Wednesday, July 18, 2007

Very very fine despite the thing – A patient encounter


www.inkycircus.com


“When are you going to find a cure for this thing?” the mother asked softly, leaning forward. Her elbows came to rest on the fabric of her traditional red, white and black skirt, patterned with images of Swazi shields and King Mswati III’s.

“HIV?”

“Yes, HIV.”

The word “thing” is actually quite fitting, I thought. An appropriately nebulous term, a vague, generic word that could refer to any‘thing’, especially those one of those things that one hesitates to actually name, one of those taboo-laden nouns that sound and feel better when muttered euphemistically.

In Swaziland, the thing is often spoken of in nicknames and whispers, and the whisperers are nearly always terrified.

They are terrified because they believe that it is deadly, cure-less.

“I have no idea whether we are going to find a cure for this thing any time soon,” I confessed. “But, there is good treatment...today.”

“I know!,” the mother proclaimed. “When you were not here, I thought I would lose my child.” Her eyes glimmered and then lifted from their downward gaze and met mine. “Now with the clinic she is fine. Very very fine.”

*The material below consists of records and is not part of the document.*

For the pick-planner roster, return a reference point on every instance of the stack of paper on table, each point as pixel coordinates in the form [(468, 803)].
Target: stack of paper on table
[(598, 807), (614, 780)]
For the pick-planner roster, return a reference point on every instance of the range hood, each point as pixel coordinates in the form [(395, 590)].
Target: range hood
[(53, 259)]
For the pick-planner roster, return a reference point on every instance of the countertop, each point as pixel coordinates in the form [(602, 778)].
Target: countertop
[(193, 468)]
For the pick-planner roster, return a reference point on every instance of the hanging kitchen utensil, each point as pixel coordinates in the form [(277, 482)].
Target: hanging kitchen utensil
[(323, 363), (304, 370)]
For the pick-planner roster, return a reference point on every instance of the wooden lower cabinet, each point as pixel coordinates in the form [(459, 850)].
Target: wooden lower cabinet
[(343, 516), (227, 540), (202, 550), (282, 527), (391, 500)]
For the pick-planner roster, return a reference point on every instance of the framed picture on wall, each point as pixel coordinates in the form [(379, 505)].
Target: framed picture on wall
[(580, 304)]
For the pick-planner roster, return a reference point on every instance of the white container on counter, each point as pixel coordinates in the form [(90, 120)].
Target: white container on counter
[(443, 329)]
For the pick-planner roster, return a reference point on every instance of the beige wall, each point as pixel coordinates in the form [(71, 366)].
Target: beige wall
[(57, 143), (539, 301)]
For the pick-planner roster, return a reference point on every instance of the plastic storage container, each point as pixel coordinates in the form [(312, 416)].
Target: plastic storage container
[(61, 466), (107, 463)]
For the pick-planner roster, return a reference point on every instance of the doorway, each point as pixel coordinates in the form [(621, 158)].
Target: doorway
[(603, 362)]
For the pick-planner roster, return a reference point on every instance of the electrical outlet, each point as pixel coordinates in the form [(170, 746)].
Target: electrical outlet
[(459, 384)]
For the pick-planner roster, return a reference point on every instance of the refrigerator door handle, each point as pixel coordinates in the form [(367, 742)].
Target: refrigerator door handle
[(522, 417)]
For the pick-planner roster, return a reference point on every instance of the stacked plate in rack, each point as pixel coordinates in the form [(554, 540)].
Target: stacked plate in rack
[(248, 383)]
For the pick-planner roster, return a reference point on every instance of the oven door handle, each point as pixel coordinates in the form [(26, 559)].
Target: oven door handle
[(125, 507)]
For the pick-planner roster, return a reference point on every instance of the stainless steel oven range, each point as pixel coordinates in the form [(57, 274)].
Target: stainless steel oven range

I looked at the child sitting in the chair next to the shiny-eyed, beaming mom.

She looked fine indeed, no longer skeletal, dull-eyed, with a mouth full of cottony thrush, no longer how she was before the thing had been outwitted by an combination antiretroviral pill taken twice daily.

Her gray and maroon school uniform was clean and carefully pressed, her chin upright.

She had a smiley face sticker on her forehead, the preferred place for colorful adhesives after having blood drawn here in Swaziland.

“Let’s keep you healthy until the cure exists," I suggested to the child.

“Yes, doc, let’s do it,” the mother chimed.

“Don’t miss any doses, ‘kay?” I said to the young girl.

“I will not.”

“She never does,” the mother said proudly, beaming again.